Whether he did or did not actually say something, it doesn’t really matter. He didn’t actually have to say how he felt about Isiah because everyone already knew. And it’s not like Scottie Pippen liked Isiah. Pippen didn’t want him on the team. And Magic had fallen out with Isiah as well. So I don’t know whether Mike ever hit them with a “it’s him or me” ultimatum. But he didn’t need to. USA Basketball already knew.  And they knew mike.  So they had to know if they wanted mike to commit to the Olympics, that was going to be a helluva easier to do without Isiah. And as great a player as Isiah was, it’s not like they needed him to win. Far from it.

One guy who did make the team was Clyde Drexler. So you would think this would be a pretty cool episode for Clyde Drexler. And you would be wrong.

Because every episode has a guy who’s going to get crushed. Jerry Krause. Craig Ehlo. And last night, it was Clyde Drexler.

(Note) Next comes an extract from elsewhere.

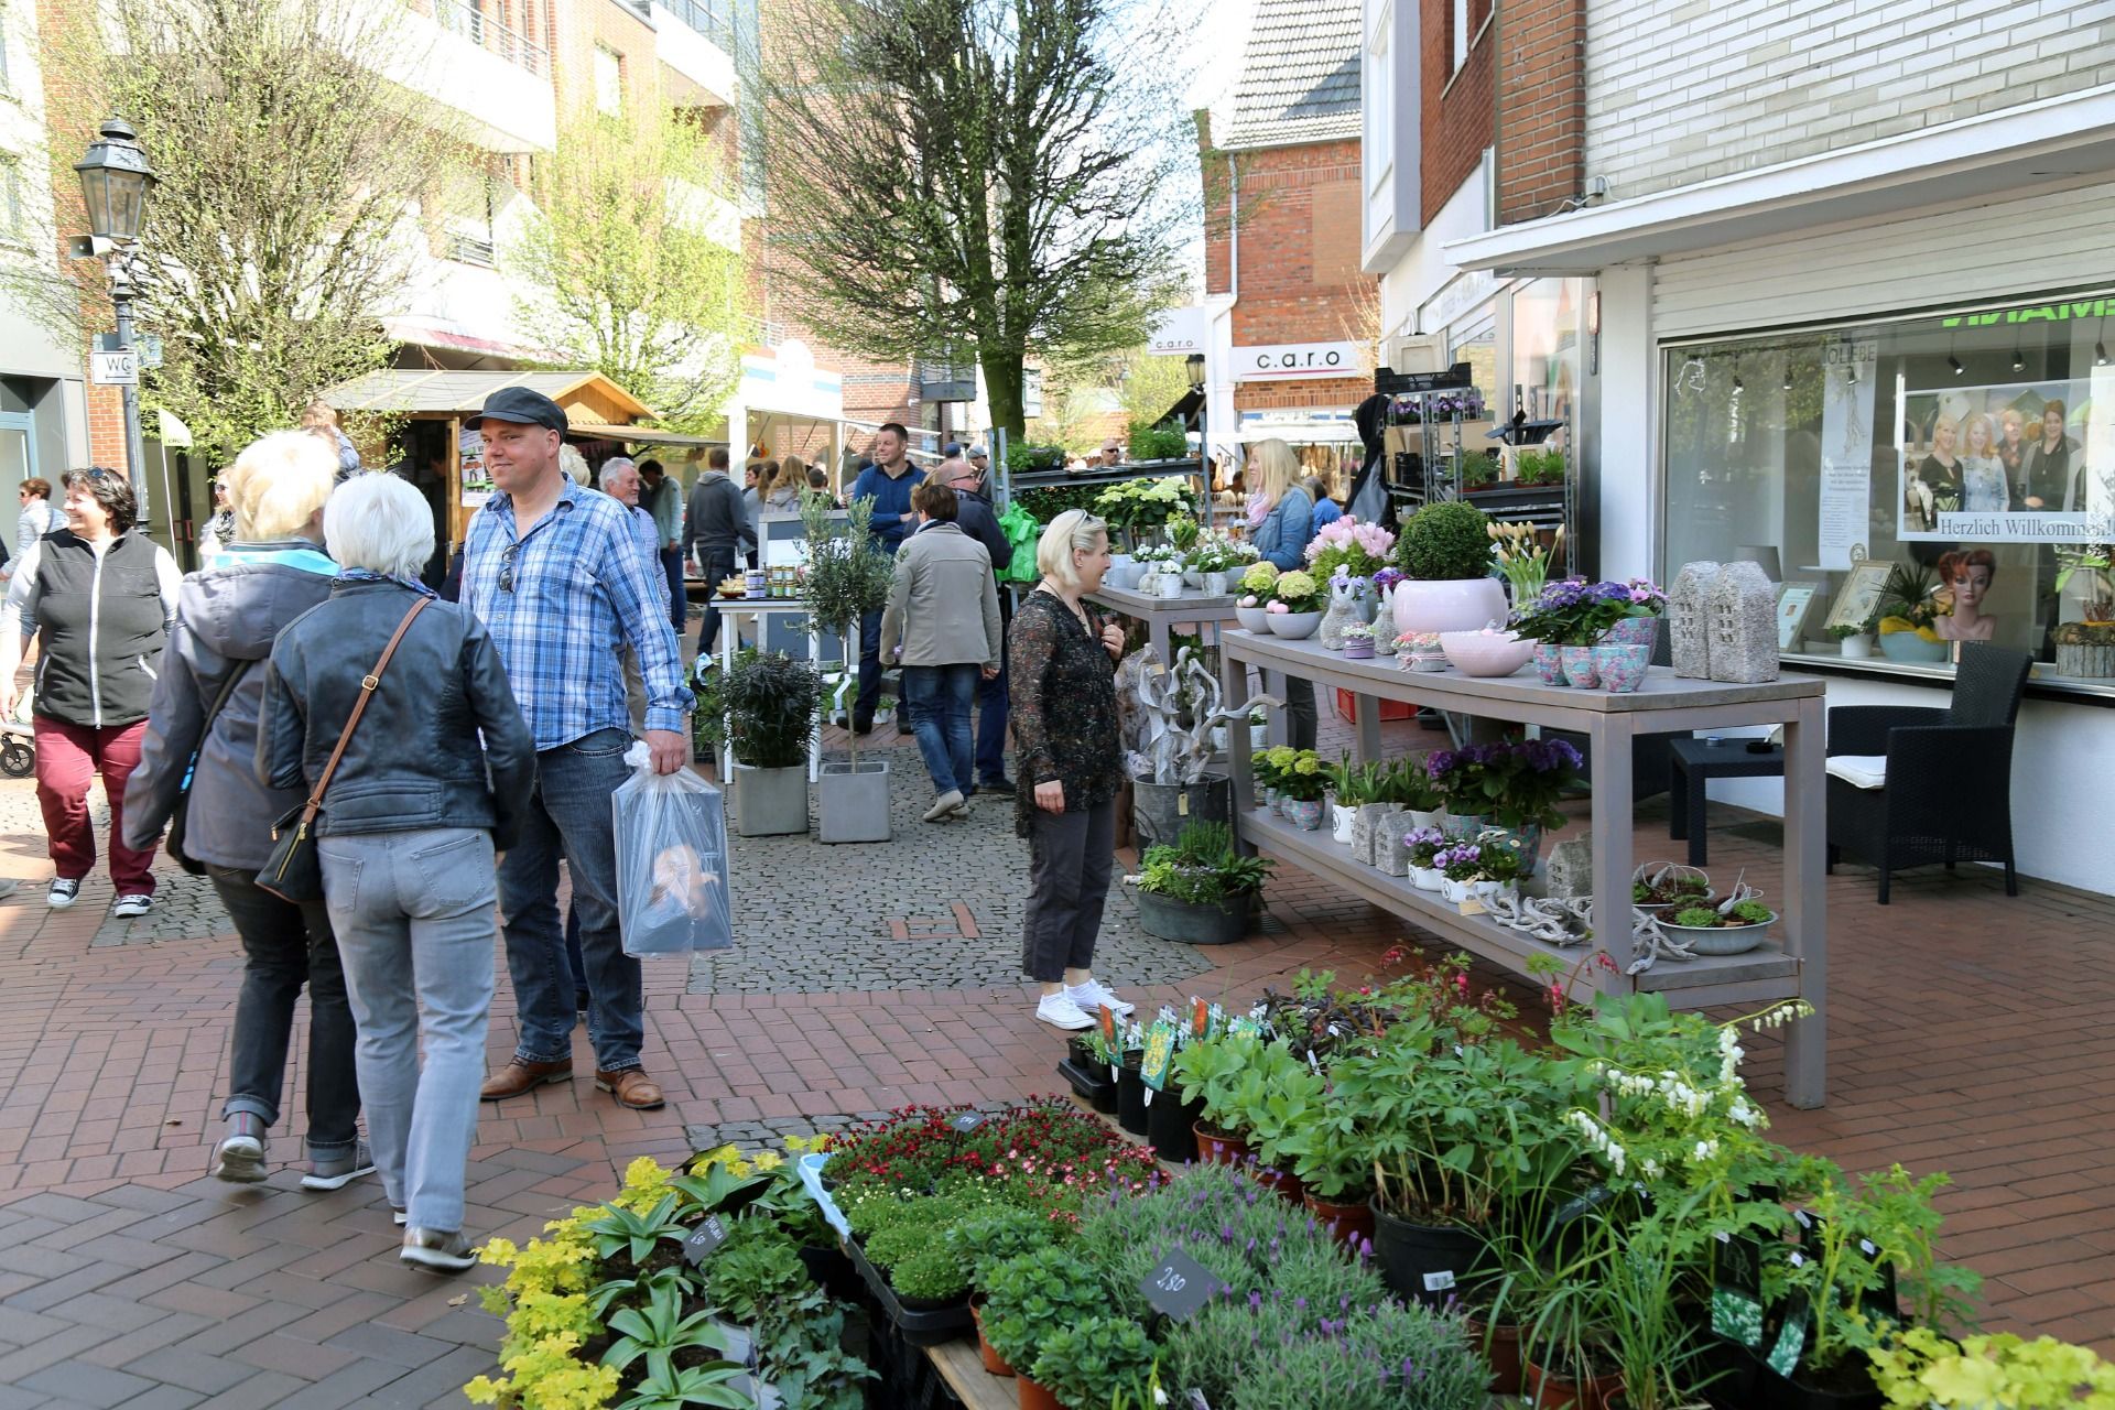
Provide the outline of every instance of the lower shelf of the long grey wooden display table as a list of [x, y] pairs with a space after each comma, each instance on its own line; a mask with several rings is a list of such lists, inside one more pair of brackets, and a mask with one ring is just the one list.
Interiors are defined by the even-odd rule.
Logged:
[[[1548, 956], [1561, 964], [1576, 966], [1590, 949], [1574, 945], [1559, 949], [1533, 936], [1508, 930], [1483, 915], [1461, 915], [1447, 905], [1438, 892], [1417, 890], [1409, 877], [1392, 877], [1377, 867], [1366, 867], [1351, 858], [1351, 852], [1324, 831], [1307, 831], [1263, 810], [1242, 810], [1242, 839], [1258, 852], [1299, 865], [1318, 877], [1339, 882], [1345, 890], [1364, 896], [1383, 911], [1432, 930], [1442, 941], [1459, 945], [1485, 960], [1504, 964], [1521, 975], [1527, 972], [1531, 956]], [[1698, 956], [1696, 960], [1658, 960], [1643, 975], [1601, 977], [1599, 987], [1635, 987], [1667, 996], [1675, 1008], [1707, 1008], [1713, 1004], [1768, 1002], [1774, 998], [1796, 998], [1800, 994], [1800, 962], [1787, 956], [1777, 943], [1764, 943], [1745, 956]]]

And all Clyde did was have the misfortune of being compared to Michael Jordan.  Key phrase: being compared to Michael Jordan. He didn’t compare himself to Michael Jordan.  He had others do it: and it was the worst thing that could happened to Clyde. And the Blazers. Because you knew it only going to piss mike off:  "I'm not saying [Clyde] wasn't a threat. But me being compared to him, I took offense to that."

Well, now you've done it, Clyde. And to the question of what did Clyde do? The answer is: he played basketball very well and someone else made the mistake of comparing him to Jordan.

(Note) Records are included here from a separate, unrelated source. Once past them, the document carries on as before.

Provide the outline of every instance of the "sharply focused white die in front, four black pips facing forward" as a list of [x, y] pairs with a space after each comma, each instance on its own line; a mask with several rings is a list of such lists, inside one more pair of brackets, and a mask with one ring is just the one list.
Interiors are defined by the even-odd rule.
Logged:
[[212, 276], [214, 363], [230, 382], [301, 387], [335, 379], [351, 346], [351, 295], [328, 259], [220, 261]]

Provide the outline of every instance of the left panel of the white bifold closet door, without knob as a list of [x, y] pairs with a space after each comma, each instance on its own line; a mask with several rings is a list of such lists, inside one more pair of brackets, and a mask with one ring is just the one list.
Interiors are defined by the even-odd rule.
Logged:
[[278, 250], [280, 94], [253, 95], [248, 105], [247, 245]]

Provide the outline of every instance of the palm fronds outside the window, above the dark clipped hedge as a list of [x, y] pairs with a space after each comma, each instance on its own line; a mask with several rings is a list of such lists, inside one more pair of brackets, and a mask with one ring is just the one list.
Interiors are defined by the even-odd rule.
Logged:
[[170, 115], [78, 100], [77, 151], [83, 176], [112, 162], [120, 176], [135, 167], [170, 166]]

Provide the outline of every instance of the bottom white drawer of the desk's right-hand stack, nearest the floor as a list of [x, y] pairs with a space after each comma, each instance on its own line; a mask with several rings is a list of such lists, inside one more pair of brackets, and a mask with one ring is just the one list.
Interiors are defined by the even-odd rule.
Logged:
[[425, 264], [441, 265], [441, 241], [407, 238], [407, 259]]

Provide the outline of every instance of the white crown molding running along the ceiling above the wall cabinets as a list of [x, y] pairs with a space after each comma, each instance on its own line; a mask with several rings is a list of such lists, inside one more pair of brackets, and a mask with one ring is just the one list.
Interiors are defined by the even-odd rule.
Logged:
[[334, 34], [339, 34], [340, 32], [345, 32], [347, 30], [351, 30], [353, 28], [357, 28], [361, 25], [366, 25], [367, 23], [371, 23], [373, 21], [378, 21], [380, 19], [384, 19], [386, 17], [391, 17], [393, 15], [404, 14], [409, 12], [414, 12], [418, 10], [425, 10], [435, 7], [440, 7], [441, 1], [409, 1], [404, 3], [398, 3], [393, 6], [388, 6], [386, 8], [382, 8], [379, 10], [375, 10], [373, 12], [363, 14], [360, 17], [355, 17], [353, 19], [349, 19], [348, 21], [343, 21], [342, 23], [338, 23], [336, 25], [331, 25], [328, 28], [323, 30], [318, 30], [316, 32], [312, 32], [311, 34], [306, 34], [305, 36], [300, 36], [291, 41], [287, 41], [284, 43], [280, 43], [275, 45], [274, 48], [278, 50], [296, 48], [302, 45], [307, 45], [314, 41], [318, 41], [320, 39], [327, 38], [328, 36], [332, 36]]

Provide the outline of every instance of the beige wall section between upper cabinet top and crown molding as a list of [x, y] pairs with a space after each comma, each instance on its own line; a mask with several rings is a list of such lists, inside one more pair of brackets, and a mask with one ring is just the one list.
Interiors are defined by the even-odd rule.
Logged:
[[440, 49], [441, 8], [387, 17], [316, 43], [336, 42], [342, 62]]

That is some next level fuel and petty. Clyde Drexler is one of the greatest players in the history of the game. And Jordan was taking offense that someone compared the two of them.

You knew as soon as you heard that, you knew Clyde was about to catch some. And he did. You got the Jordan Shrug in Game 1. And it was officially on.

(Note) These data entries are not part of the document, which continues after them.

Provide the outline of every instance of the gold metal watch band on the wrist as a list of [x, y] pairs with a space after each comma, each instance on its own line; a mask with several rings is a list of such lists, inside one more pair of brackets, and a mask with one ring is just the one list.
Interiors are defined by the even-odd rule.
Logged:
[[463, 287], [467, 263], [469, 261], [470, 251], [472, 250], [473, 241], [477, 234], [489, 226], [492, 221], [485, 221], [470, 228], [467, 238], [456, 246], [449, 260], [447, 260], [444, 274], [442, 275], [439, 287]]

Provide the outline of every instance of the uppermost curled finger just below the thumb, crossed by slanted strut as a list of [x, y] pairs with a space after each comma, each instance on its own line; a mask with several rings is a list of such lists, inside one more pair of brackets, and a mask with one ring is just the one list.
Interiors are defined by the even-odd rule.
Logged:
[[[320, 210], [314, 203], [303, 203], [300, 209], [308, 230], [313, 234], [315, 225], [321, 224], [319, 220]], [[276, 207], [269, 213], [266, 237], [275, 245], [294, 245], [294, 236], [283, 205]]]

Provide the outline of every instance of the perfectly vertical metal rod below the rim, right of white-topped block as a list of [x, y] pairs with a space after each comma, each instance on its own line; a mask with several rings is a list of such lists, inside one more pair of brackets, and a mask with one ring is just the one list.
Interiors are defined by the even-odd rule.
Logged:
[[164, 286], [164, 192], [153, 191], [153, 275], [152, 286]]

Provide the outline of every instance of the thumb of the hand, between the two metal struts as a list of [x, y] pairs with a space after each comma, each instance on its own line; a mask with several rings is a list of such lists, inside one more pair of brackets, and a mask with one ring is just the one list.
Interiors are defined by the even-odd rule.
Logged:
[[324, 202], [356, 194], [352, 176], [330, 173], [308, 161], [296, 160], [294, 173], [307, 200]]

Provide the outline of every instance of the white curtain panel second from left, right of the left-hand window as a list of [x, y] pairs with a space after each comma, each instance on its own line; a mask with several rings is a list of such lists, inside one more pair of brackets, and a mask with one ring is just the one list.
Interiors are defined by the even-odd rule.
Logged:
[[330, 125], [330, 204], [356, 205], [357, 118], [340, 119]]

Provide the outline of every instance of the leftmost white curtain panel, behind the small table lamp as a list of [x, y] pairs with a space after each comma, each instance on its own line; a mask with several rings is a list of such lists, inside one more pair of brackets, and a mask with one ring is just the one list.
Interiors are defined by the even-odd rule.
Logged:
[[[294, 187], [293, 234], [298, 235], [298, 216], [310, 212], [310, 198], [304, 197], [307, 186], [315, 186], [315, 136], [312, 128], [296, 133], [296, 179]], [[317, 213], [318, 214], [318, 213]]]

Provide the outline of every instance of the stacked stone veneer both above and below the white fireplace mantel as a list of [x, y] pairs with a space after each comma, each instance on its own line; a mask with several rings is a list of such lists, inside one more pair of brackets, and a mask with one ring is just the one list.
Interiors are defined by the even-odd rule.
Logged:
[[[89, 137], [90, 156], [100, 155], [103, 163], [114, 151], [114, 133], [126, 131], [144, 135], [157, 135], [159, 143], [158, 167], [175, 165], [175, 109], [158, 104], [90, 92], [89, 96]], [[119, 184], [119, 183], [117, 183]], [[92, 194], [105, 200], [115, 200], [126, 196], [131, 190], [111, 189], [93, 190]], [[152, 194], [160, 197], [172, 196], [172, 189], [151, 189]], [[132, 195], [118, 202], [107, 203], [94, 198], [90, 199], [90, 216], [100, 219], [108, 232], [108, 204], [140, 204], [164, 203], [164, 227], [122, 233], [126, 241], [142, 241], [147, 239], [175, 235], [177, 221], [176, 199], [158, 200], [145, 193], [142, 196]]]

Jordan went out and attacked him every single night in the finals. If there is a moral to this series, it’s that if Michael doesn’t like you, he won’t just beat you, he will humiliate you.  He’s not looking to just win, he’s looking to snatch your soul: he’s looking to destroy you. It doesn’t matter what you do. Or in fact, did nothing at all. 

Like Clyde. What did he do other than play the game at a hall of fame level? And help his team... You might be like Clyde Drexler, just going out and being great, and then some other random person has the audacity to compare you to Jordan and Jordan hears about it, and now you have to pay. Clyde had to be like, what the hell did I ever do this guy! I know what he hates Isiah, but what the hell did I ever do him. I’ll tell you what you did, Clyde: you played well enough for SOMEONE ELSE to compare you to him, and now it’s your ass!! 

Instead of the Last Dance, they should have just titled this series, here’s A List of Guys Michael Jordan Hates.

And I would still watch it. Because there is no hatred like Michael Jordan’s hatred of someone. That is the purest, cleanest, rocket fuel ever. It doesn’t matter if you’re an opponent or his own GM, if he doesn’t like you, he’s going to destroy you.  

And there’s a good chance if your name is Jerry Krause, he’ll not only humiliate you, he’ll also humiliate someone you love. Like Toni Kukoc. Or Dan Majerle. Bad things happen to good people when good people get compared to Michael Jordan.